Divya Saxena (centre) as the young Chandramukhi in Devdas the musical

I think her presence as a performer is clearly evident in this photo and her dancing had a similar power. I look forward to following her progress over the next few years.

  • Liz Lea

Liz Lea is reworking her show from 2013 about South African anti-apartheid activist and former political prisoner, Ahmed Mohamed Kathrada. The new production will feature a reworked version of her solo from 2013—reworked into three shorter solos—along with appearances by tabla player Bobby Singh; GOLD, Canberra’s mature age dance group; Kathak dancer Shruti Ghosh; and African dance and drumming group, Troupe Olabisi.

Liz Lea in her solo from 'Kathrada 50/25', 2013
Liz Lea in her solo from Kathrada 50/25, 2013. Photo: Lorna Sim

Sadly for dance in Canberra, Lea has not been successful recently in obtaining artsACT funding for her work, so for this new show she has turned to crowd funding to assist with expenses. An online plea (now closed) for funding via Pozible is at this link. It shows excerpts from the 2013 show, including parts of Lea’s solo, and gives a clear picture of the theatrical breadth of the show.

Kathrada poster 2014
Kathrada poster

Kathrada 50/25 (the title is explained in the Pozible footage) in its new guise is at Gorman House Arts Centre, Canberra, on 1 and 2 November 2014 (not 18 and 19 October as originally planned).

  • Rafael Bonachela in the Art Gallery of NSW

I continue to be surprised at the activities of Rafael Bonachela, artistic director of Sydney Dance Company, who has embraced his Australian role with unabashed enthusiasm.
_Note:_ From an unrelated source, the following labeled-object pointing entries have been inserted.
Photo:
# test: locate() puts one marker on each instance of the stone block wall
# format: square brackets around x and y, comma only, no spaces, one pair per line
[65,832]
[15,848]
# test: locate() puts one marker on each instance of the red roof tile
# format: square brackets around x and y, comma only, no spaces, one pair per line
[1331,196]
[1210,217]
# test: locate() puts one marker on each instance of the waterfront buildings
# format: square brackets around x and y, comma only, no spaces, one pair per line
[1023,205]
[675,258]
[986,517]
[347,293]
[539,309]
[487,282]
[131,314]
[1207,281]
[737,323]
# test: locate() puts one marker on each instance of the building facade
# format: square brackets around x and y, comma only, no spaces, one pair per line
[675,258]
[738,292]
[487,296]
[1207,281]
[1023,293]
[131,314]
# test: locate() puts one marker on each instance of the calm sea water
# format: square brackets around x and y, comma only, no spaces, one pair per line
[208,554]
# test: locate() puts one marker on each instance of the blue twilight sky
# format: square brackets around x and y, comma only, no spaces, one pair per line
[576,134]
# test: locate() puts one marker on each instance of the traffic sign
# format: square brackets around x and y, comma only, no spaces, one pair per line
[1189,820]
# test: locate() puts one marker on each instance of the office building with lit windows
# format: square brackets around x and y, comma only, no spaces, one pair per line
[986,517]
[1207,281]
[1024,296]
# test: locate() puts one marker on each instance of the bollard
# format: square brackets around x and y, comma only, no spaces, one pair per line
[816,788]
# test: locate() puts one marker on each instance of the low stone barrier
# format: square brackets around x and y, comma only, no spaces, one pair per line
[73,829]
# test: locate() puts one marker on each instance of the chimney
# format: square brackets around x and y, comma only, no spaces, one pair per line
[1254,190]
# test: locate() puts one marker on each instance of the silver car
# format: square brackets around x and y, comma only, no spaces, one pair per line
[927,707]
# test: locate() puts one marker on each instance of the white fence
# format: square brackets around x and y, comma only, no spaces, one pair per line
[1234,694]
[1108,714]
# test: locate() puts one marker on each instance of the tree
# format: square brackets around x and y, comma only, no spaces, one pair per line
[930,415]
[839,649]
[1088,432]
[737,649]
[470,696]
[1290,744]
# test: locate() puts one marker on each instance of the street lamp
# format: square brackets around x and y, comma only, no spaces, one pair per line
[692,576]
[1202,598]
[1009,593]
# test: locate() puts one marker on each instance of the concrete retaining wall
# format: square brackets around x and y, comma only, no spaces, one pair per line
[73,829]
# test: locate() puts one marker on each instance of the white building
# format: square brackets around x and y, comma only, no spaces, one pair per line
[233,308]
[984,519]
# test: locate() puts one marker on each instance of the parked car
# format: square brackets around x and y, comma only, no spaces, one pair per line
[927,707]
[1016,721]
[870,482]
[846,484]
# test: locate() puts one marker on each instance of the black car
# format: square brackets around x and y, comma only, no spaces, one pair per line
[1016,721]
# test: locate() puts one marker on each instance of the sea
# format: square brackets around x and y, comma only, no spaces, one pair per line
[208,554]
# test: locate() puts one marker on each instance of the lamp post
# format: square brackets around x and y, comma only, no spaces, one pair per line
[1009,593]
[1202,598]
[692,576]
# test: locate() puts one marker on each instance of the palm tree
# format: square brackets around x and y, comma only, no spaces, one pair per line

He and composer Nick Wales are being interviewed tomorrow (1 October) by Tom Tilley of Triple J on the inspiration they draw from poetry in the creation of their work, specifically Bonachela’s piece Louder than Words. It is part of the celebrity event series at the Art Gallery of New South Wales.

  • Press for September 2014 [Online links to press articles in The Canberra Times prior to 2015 are no longer available]

An American dream. Program article for the Australian tour by American Ballet Theatre.

‘Dance feast on the cards with two tours next year.’ Preview of 2015
Canberra seasons by the Australian Ballet and Sydney Dance Company, The Canberra Times, 20 September 2014, ARTS p. 21.